A los pasajeros se le van acabando las balas con las que hacer frente al ataque, la situación se hace cada vez más desesperada y entonces somos testigos del momento más intenso de la secuencia, cuando vemos mediante un primer plano, la cara preocupada y tensa del antiguo caballero del sur reconvertido en jugador de póquer tras la Guerra Civil, y que ha colmado de atenciones a la joven sureña que viaja al oeste en busca de su marido militar. La cámara desciende desde su rostro y entendemos que mira su pistola. Mediante un plano detalle se nos muestra que solo le queda una bala en la recámara de su revólver; una breve y algo violenta panorámica nos indica el sentido de sus pensamientos y hacia donde se desplaza su mirada: un primer plano nos enseña a la joven sureña que reza desesperada, casi sollozando y con el pánico reflejado en su rostro. Dentro de ese primer plano aparece desde la izquierda el revólver, solo el revólver, que apunta a la cabeza. El espectador comprende entonces que todo está perdido y entra en el juego de los simbolismos aceptados, la información subrepticia que le dice que por entonces, en el “salvaje oeste”, era preferible pegarle un tiro a una mujer antes de que cayera en manos de los indios. El revólver es amartillado y justo en ese momento se escucha un disparo fuera del plano: el revólver cae lentamente al tiempo que sobre la música no diegética se alza el sonido de una corneta (música diegética que sirve como sinécdoque de lo que vemos a continuación: la caballería del ejército americano a todo galope dispuesta a salvar la diligencia y terminar con el peligro de los indios).

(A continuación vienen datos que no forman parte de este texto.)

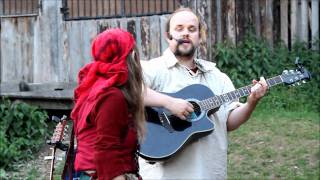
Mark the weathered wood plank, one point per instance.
(219, 20)
(293, 18)
(304, 21)
(154, 24)
(284, 21)
(231, 21)
(257, 18)
(203, 14)
(315, 23)
(145, 38)
(16, 49)
(46, 62)
(267, 20)
(213, 28)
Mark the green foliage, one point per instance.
(253, 58)
(276, 145)
(22, 131)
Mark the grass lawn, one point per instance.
(276, 145)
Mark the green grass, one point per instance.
(275, 144)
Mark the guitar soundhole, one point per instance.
(196, 107)
(196, 113)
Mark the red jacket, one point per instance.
(107, 142)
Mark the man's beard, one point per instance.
(188, 53)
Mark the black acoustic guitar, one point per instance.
(167, 134)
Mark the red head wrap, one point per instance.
(109, 68)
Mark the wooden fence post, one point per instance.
(284, 21)
(315, 23)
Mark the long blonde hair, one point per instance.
(133, 92)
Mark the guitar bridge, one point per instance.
(166, 122)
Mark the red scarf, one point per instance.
(109, 68)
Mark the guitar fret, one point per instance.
(230, 96)
(236, 92)
(218, 100)
(226, 97)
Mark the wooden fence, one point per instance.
(45, 48)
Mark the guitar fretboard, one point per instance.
(217, 101)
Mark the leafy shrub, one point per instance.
(22, 131)
(253, 58)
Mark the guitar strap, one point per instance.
(68, 166)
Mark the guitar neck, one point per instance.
(217, 101)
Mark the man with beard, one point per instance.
(177, 68)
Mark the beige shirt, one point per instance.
(205, 158)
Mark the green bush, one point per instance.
(253, 58)
(22, 131)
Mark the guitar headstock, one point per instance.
(292, 77)
(59, 133)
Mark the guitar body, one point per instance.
(162, 142)
(167, 134)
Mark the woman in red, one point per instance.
(109, 114)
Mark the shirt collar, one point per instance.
(171, 60)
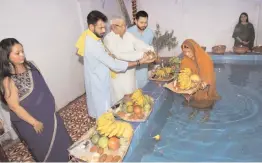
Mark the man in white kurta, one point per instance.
(125, 46)
(97, 66)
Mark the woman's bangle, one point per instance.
(138, 63)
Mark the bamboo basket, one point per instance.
(74, 156)
(219, 49)
(257, 49)
(240, 49)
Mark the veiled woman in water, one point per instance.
(201, 64)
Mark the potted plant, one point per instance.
(162, 41)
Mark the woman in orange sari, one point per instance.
(200, 63)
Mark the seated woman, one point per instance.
(200, 63)
(32, 105)
(244, 33)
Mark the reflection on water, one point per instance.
(232, 133)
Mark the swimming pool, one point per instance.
(234, 129)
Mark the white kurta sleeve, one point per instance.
(125, 56)
(100, 54)
(140, 45)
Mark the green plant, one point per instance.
(162, 41)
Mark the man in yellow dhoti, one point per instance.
(125, 46)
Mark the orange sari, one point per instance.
(204, 67)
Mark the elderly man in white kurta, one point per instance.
(125, 46)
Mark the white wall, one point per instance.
(209, 22)
(48, 29)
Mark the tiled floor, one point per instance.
(76, 121)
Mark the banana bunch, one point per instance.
(149, 100)
(114, 128)
(160, 73)
(138, 97)
(186, 71)
(184, 79)
(105, 119)
(174, 60)
(168, 70)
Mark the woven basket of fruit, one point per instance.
(219, 49)
(257, 49)
(186, 83)
(136, 109)
(108, 141)
(204, 48)
(164, 74)
(240, 49)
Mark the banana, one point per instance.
(100, 128)
(110, 128)
(120, 132)
(102, 122)
(116, 130)
(184, 79)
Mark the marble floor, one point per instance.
(76, 120)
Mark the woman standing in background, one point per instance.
(244, 33)
(32, 105)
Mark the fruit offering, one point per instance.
(174, 60)
(151, 54)
(137, 108)
(163, 73)
(186, 80)
(108, 141)
(109, 127)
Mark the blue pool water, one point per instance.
(233, 132)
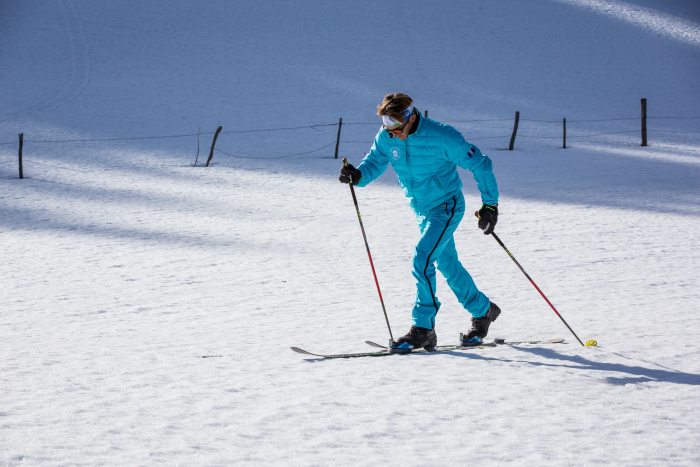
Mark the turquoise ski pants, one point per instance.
(437, 246)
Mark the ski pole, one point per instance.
(533, 283)
(357, 208)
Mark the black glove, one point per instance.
(488, 216)
(349, 174)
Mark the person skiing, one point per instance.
(425, 155)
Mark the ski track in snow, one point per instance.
(122, 265)
(672, 27)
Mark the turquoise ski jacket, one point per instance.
(426, 164)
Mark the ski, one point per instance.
(441, 348)
(495, 343)
(345, 355)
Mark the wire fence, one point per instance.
(473, 134)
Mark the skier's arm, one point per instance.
(374, 164)
(469, 157)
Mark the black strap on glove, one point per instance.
(349, 174)
(488, 216)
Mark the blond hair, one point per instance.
(393, 104)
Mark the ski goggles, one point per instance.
(394, 126)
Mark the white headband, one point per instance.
(390, 122)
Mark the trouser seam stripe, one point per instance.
(427, 263)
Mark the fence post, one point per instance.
(337, 143)
(213, 143)
(644, 122)
(199, 128)
(564, 133)
(515, 131)
(21, 143)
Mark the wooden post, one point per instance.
(564, 133)
(515, 130)
(21, 143)
(337, 143)
(213, 143)
(199, 128)
(644, 122)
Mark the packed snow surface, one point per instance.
(123, 265)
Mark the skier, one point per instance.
(425, 155)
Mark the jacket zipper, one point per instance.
(410, 169)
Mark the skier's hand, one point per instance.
(488, 216)
(349, 174)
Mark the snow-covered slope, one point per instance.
(122, 265)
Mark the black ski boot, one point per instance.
(416, 338)
(480, 327)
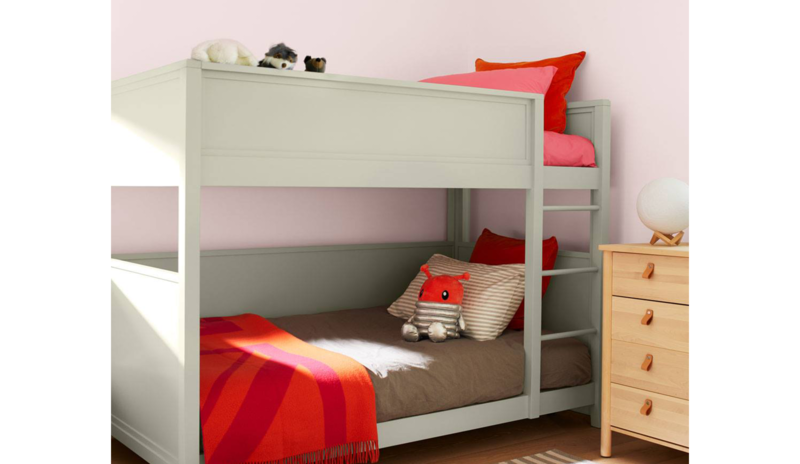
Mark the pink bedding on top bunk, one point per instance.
(568, 150)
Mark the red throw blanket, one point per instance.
(267, 397)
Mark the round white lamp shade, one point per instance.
(663, 205)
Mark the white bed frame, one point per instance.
(194, 125)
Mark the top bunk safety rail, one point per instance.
(241, 126)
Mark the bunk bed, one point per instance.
(195, 125)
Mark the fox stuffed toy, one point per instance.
(438, 312)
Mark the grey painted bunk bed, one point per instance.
(193, 125)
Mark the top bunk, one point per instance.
(227, 125)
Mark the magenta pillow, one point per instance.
(567, 150)
(533, 80)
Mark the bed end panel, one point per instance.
(145, 368)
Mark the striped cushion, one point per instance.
(491, 295)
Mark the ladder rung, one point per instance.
(572, 208)
(574, 270)
(571, 333)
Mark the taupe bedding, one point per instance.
(424, 377)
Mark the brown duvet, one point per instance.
(424, 377)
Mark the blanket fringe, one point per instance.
(348, 453)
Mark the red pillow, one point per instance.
(496, 249)
(555, 103)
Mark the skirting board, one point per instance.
(140, 444)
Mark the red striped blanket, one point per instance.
(268, 397)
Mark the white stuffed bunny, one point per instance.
(224, 51)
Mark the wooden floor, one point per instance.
(567, 431)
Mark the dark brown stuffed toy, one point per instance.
(315, 64)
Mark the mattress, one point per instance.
(424, 377)
(568, 150)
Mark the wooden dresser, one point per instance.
(646, 344)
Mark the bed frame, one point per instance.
(194, 125)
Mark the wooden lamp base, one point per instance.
(669, 239)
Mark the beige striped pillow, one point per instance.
(491, 295)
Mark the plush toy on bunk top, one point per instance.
(438, 313)
(224, 51)
(279, 57)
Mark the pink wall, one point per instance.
(637, 56)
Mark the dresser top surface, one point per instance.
(681, 251)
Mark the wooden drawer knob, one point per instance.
(648, 406)
(648, 362)
(648, 271)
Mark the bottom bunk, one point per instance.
(465, 384)
(424, 389)
(412, 379)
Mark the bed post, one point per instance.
(189, 271)
(599, 220)
(534, 208)
(458, 211)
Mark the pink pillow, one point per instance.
(567, 150)
(533, 80)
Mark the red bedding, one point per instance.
(268, 397)
(567, 150)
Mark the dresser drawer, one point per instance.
(667, 371)
(669, 280)
(668, 419)
(665, 326)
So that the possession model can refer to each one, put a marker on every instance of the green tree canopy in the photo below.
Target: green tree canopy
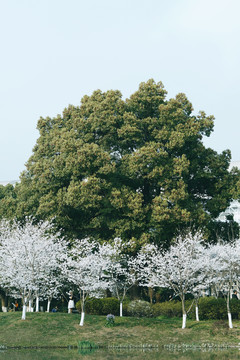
(135, 168)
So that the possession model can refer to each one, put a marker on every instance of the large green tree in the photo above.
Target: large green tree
(135, 168)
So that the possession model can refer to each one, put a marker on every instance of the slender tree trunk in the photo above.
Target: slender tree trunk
(82, 318)
(120, 308)
(24, 312)
(83, 310)
(229, 312)
(150, 294)
(3, 301)
(196, 308)
(184, 320)
(37, 304)
(48, 305)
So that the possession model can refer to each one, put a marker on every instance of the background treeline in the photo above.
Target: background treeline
(134, 168)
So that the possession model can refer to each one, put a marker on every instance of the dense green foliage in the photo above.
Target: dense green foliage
(135, 169)
(210, 308)
(102, 306)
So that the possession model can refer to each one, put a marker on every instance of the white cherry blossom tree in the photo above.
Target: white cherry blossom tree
(30, 256)
(85, 268)
(177, 268)
(120, 272)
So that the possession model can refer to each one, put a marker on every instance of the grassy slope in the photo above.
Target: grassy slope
(57, 329)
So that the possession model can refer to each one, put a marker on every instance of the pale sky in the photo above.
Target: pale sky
(55, 51)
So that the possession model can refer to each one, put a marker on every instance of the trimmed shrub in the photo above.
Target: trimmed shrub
(140, 308)
(209, 308)
(110, 306)
(102, 306)
(173, 309)
(93, 306)
(212, 308)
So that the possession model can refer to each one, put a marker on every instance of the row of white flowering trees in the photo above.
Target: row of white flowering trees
(35, 264)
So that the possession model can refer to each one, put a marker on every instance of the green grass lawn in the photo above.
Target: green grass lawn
(58, 329)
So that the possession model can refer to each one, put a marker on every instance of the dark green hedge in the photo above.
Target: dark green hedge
(209, 308)
(102, 306)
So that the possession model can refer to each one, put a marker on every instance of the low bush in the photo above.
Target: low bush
(110, 306)
(209, 308)
(173, 309)
(103, 306)
(140, 308)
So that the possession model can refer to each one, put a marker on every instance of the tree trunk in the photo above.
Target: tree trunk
(150, 294)
(82, 318)
(3, 301)
(184, 312)
(83, 309)
(24, 312)
(229, 312)
(196, 308)
(48, 305)
(120, 309)
(37, 304)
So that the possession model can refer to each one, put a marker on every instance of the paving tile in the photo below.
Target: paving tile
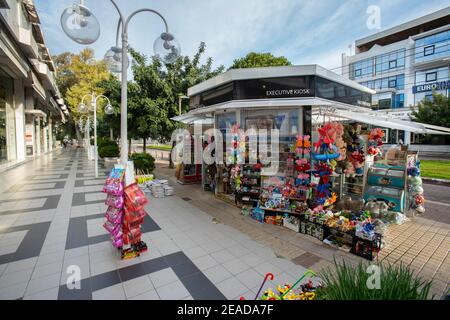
(163, 277)
(14, 278)
(50, 294)
(222, 256)
(250, 278)
(232, 288)
(205, 262)
(115, 292)
(137, 286)
(44, 283)
(172, 291)
(149, 295)
(236, 266)
(217, 274)
(195, 252)
(47, 270)
(13, 292)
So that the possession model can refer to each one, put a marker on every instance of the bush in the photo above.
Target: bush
(109, 151)
(143, 162)
(397, 282)
(103, 142)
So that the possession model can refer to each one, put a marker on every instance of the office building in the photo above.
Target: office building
(404, 64)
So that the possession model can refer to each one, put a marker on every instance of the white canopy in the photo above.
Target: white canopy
(333, 110)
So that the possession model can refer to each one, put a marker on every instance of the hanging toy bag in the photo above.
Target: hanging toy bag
(114, 183)
(135, 198)
(114, 201)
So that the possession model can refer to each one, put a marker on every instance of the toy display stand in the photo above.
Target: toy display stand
(387, 179)
(126, 213)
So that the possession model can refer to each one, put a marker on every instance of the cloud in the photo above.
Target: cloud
(305, 31)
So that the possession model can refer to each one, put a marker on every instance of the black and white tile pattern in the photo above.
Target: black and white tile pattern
(51, 216)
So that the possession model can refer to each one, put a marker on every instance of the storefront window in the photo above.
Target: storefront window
(7, 122)
(3, 145)
(225, 121)
(433, 47)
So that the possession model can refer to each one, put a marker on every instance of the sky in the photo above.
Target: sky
(304, 31)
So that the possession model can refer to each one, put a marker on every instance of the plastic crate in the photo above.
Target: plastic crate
(289, 225)
(313, 229)
(367, 249)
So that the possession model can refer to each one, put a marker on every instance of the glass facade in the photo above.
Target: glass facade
(431, 76)
(7, 121)
(394, 82)
(225, 121)
(3, 136)
(388, 62)
(433, 47)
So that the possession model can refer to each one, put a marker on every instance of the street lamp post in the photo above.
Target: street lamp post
(180, 98)
(78, 17)
(108, 110)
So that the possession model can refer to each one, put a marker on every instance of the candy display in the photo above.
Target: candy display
(125, 214)
(375, 142)
(415, 188)
(341, 189)
(115, 202)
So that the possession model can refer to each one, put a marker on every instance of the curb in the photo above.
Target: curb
(440, 182)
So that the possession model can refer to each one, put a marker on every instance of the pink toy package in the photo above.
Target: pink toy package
(114, 201)
(135, 198)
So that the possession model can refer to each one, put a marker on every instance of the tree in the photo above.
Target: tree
(78, 75)
(257, 60)
(153, 93)
(435, 111)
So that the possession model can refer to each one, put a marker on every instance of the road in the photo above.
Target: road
(437, 203)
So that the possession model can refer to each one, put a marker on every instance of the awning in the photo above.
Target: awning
(37, 86)
(385, 122)
(331, 109)
(259, 103)
(37, 113)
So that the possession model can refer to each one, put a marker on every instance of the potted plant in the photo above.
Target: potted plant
(109, 152)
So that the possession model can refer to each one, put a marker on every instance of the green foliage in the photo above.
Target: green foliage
(103, 142)
(78, 75)
(397, 282)
(257, 60)
(153, 93)
(435, 112)
(143, 162)
(109, 151)
(439, 169)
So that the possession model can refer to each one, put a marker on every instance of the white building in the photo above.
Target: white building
(30, 102)
(404, 64)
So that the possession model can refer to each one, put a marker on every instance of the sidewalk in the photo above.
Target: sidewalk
(51, 217)
(423, 243)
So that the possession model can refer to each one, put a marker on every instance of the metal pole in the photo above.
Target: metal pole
(88, 142)
(94, 104)
(124, 106)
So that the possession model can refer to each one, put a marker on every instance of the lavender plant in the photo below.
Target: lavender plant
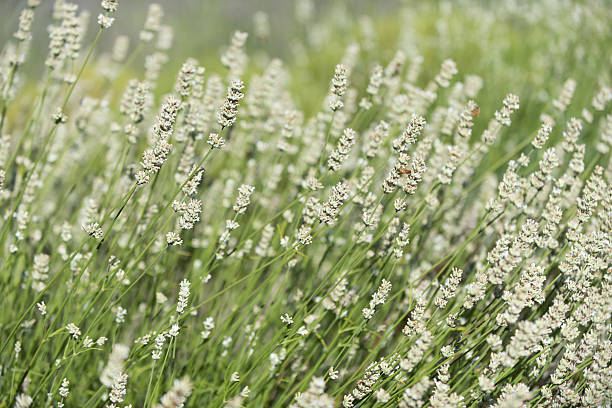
(401, 233)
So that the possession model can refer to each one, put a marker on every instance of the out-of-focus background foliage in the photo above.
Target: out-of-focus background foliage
(515, 46)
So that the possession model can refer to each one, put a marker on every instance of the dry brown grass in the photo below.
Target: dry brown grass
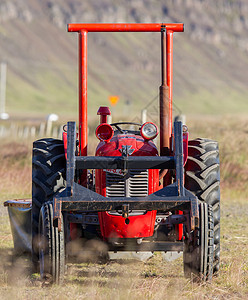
(155, 279)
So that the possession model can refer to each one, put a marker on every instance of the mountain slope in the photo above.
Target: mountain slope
(210, 58)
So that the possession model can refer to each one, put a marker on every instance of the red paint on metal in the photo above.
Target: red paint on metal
(64, 136)
(83, 122)
(83, 127)
(179, 227)
(103, 111)
(104, 132)
(115, 226)
(169, 74)
(185, 147)
(126, 27)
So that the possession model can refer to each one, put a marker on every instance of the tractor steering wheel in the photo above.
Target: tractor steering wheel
(116, 125)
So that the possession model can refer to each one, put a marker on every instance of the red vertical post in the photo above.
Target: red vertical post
(83, 124)
(169, 73)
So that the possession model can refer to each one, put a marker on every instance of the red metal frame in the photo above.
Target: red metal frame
(83, 29)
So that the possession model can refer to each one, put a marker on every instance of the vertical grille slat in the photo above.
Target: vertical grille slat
(133, 184)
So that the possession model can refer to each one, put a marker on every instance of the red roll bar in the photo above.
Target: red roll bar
(124, 27)
(165, 88)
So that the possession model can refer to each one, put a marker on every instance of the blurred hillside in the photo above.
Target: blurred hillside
(210, 59)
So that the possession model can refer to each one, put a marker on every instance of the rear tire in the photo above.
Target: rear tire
(52, 246)
(202, 178)
(48, 178)
(199, 247)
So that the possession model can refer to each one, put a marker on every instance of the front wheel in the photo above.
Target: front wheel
(51, 246)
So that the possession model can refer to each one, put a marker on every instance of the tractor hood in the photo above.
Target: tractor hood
(131, 143)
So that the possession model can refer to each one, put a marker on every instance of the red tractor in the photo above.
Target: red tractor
(130, 195)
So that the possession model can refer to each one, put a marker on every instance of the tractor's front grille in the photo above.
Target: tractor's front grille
(133, 184)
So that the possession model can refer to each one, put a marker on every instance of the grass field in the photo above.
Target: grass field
(155, 279)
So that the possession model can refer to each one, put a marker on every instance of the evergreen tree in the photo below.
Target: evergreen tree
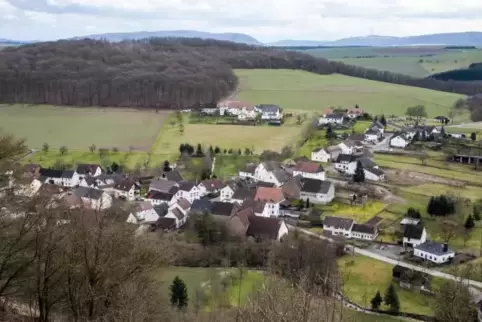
(383, 120)
(179, 297)
(469, 223)
(376, 301)
(359, 175)
(391, 298)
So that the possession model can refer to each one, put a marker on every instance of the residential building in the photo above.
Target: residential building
(210, 186)
(363, 231)
(273, 198)
(335, 118)
(143, 213)
(309, 169)
(399, 140)
(338, 226)
(93, 170)
(317, 191)
(270, 112)
(414, 235)
(188, 190)
(320, 155)
(93, 198)
(127, 189)
(434, 252)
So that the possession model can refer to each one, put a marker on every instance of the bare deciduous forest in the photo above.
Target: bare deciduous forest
(160, 73)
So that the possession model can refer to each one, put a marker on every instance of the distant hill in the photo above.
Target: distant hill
(454, 39)
(235, 37)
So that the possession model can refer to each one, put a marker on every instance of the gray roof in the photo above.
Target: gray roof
(162, 185)
(433, 248)
(91, 193)
(338, 222)
(314, 185)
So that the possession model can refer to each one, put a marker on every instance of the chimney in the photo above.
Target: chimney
(446, 247)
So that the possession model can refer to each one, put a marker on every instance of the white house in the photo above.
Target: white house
(272, 172)
(273, 198)
(363, 231)
(331, 119)
(399, 141)
(270, 112)
(308, 169)
(372, 136)
(188, 190)
(338, 226)
(320, 155)
(374, 174)
(414, 235)
(126, 189)
(317, 191)
(226, 193)
(434, 252)
(144, 213)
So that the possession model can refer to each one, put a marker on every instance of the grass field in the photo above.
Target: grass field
(78, 128)
(364, 276)
(299, 90)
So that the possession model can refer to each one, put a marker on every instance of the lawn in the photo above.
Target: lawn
(300, 90)
(79, 128)
(205, 285)
(229, 165)
(359, 213)
(364, 276)
(257, 138)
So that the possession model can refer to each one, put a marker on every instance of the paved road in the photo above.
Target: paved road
(477, 294)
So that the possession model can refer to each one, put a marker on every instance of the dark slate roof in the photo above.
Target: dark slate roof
(262, 227)
(433, 248)
(269, 108)
(186, 185)
(345, 158)
(375, 171)
(314, 185)
(162, 185)
(338, 222)
(157, 195)
(244, 193)
(223, 208)
(68, 173)
(366, 162)
(363, 228)
(87, 168)
(51, 173)
(200, 205)
(173, 175)
(413, 231)
(91, 193)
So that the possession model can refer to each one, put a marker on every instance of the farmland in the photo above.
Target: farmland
(302, 91)
(78, 128)
(417, 62)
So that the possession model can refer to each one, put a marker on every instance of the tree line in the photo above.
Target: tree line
(159, 72)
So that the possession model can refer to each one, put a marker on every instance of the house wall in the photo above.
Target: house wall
(320, 156)
(318, 176)
(283, 230)
(439, 259)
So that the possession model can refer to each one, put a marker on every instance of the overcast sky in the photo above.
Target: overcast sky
(266, 20)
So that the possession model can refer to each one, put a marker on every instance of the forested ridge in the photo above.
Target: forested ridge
(159, 72)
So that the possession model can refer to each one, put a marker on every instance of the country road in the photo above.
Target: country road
(476, 293)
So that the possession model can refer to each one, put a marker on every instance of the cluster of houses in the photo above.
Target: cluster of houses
(245, 111)
(346, 156)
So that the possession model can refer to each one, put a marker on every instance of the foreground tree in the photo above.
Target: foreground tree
(178, 290)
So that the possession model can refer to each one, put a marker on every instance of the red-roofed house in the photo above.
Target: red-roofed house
(309, 169)
(273, 198)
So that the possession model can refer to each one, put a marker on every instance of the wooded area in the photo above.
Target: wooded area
(161, 73)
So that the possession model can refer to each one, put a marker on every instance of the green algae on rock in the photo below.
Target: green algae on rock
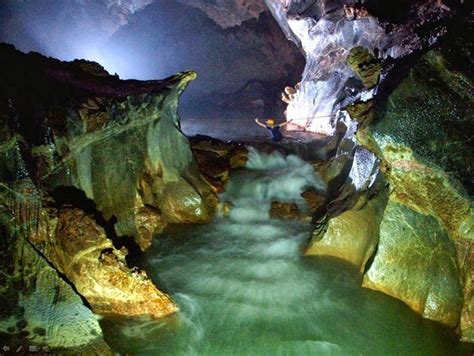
(416, 262)
(365, 65)
(423, 133)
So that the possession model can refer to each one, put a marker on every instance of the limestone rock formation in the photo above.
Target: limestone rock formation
(216, 159)
(347, 45)
(410, 116)
(416, 262)
(39, 308)
(88, 159)
(242, 69)
(99, 272)
(229, 13)
(118, 141)
(424, 135)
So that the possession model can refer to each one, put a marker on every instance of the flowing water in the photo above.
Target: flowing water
(243, 286)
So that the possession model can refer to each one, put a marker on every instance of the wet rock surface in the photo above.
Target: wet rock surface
(86, 161)
(416, 262)
(348, 46)
(241, 69)
(413, 120)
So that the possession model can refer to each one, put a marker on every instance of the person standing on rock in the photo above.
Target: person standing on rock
(270, 125)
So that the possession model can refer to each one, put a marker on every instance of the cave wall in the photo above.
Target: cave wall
(86, 158)
(407, 91)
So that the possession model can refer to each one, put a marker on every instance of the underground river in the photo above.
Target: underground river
(244, 287)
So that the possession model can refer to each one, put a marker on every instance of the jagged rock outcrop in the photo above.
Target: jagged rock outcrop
(118, 141)
(86, 157)
(346, 44)
(39, 308)
(423, 132)
(66, 30)
(229, 13)
(412, 116)
(242, 69)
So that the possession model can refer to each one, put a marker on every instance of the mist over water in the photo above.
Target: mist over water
(243, 286)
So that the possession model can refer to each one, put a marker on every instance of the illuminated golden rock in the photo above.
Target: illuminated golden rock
(99, 272)
(352, 236)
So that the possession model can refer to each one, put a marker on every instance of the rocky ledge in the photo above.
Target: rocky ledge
(90, 165)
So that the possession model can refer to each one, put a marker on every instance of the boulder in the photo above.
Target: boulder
(353, 235)
(416, 262)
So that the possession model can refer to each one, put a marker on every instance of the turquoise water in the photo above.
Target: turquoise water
(244, 288)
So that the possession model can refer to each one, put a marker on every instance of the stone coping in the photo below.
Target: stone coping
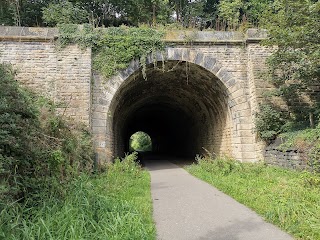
(38, 34)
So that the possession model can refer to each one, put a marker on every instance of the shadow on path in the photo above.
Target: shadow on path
(187, 208)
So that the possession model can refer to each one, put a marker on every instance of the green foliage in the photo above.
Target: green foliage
(39, 151)
(229, 11)
(64, 12)
(295, 67)
(286, 198)
(140, 141)
(270, 122)
(306, 141)
(114, 205)
(113, 48)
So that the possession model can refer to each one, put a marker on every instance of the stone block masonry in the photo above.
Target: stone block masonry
(63, 75)
(207, 101)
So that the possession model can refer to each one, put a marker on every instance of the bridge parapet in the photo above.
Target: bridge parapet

Por último vemos a Ringo abriendo la portezuela del la diligencia tras el ataque y el espectador observa a través de su mirada (cámara subjetiva) la muerte del personaje interpretado por John Carradine, volviendo a recordarnos su noble origen. La secuencia termina con el plano medio de Ringo observando el interior que ya no vemos, sin entrar en la diligencia, como una metáfora del final de la película, cuando junto a la prostituta Dallas, se alejará de la civilización. Un plano que parece prefigurar al endurecido y cínico personaje de Ethan, que el mismo John Wayne interpretara en Centauros del desierto (John Ford, 1956), incapaz de volver a encontrar su sitio dentro de niguna comunidad.